In Montreal, this year’s gay “pride” parade was actually cancelled before being revived by a hastily assembled community organization. A low turnout at the parade, in addition to expenses for insurance and security, were being blamed for the initial cancellation.
As for those celebrations that did take place in Canada this year, here’s a look at who supported them, starting on the West coast and moving eastward.
In Vancouver, the Sheraton Vancouver Wall Centre hotel and Cathay Pacific Airways stepped forward to replace some of the sponsors who bailed on gay “pride” in that city this year. Other corporate sponsors included Molson, Pepsi, Starbucks and CTV . On the government side, Tourism Vancouver and the City of Vancouver kicked in cash.
Pride Calgary sponsors consisted exclusively of local businesses, several of them gay-oriented. Citytv , the Epcor Centre for the Performing Arts and radio station Energy 101.5 were listed among the supporters.
In Saskatoon, Pride Festival sponsors were also local, but a number of government agencies contributed funding: SaskCulture , Saskatchewan Lotteries, SaskFestivals , the Saskatchewan Cultural Exchange Society and the City of Saskatoon.
Winnipeg Pride Festival sponsors were local as well, including the Free Press newspaper, the Delta and Marlborough hotels and radio station CKUW 95.9 . On the government front, the province of Manitoba and city councillor Harvey Smith were “bronze sponsors.”
In Hamilton, VIA Rail served as “official presenter” of that city’s Pride Gala and Pride Awards, while Labatt acted as a “platinum sponsor.” Great Glasses and the Canadian Autoworkers Local 555 were “gold sponsors” and Theatre Aquarius and the Ontario Public Service Employees Union were “bronze sponsors.” Media support came from CH television. Government-associated agencies offering their backing included the Ontario Trillium Foundation , the City of Hamilton and the Art Gallery of Hamilton.
In Toronto, Labatt topped the list as a “premier sponsor,” followed by “partner sponsors” including TD Canada Trust , VIA Rail and Polar Ice Vodka. Other sponsors included CTA , Rogers , Motorola , Sirius Satellite Radio, Pizza Pizza, OPSEU, Great Glasses, Zipcar, President’s Choice, Baskin Robbins on Church Street, Procter and Gamble , CTV and the Toronto Star . Public sponsors counted among them the Ontario Lottery and Gaming Corporation , York University, the Ontario Trillium Foundation, the province of Ontario and the City of Toronto.
In Ottawa, VIA Rail, Mike’s Hard Lemonade and Red Bull energy drinks were corporate supporters of Capital Pride, while the city of Ottawa gave public money.
In Montreal, corporate sponsors of Divers Cite included Belle Gueule beer, Air Canada and TD Canada Trust . A number of media sponsors stepped forth, such as Le Devoir, 24 Heures, CBC television, Musiqueplus , and Archambault.ca. On the public front, the province of Quebec, the Government of Canada, the city of Montreal and Loto Quebec contributed financially.
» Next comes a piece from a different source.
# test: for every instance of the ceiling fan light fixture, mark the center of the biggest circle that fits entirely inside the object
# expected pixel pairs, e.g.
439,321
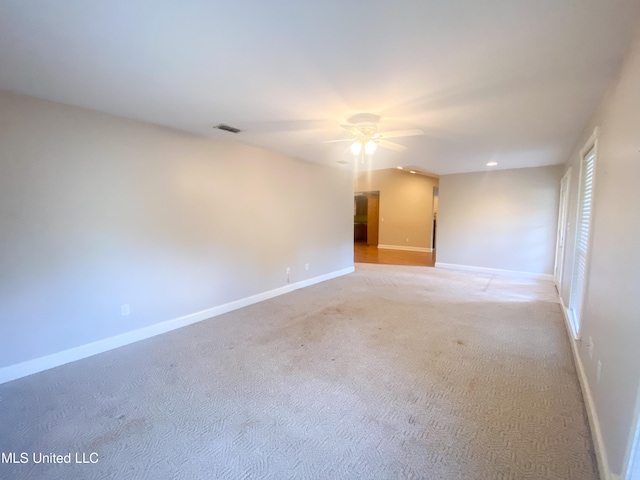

Halifax Pride enjoyed the support of local businesses exclusively, such as Casino Nova Scotia.
The gay lobby staged an “International Day Against Homophobia” on May 17, which in Canada attracted support from numerous government agencies, particularly in Quebec. That province’s justice ministry, youth secretariat and human rights commission all were listed as “major partners,” in addition to the Public Health Agency of Canada, the city of Montreal, the National Bank, the Public Service Alliance of Canada, the Canadian Union of Public Employees, the CSQ union, Le Devoir and the Canadian Human Rights Commission.
The Canadian organizers of the event say they aim for “complete, unlimited social acceptance of homosexuality” and want “‘homophobia’ wiped out.” Begun in 2003, the day is held each year in dedication to “the social recognition of homosexual experience.”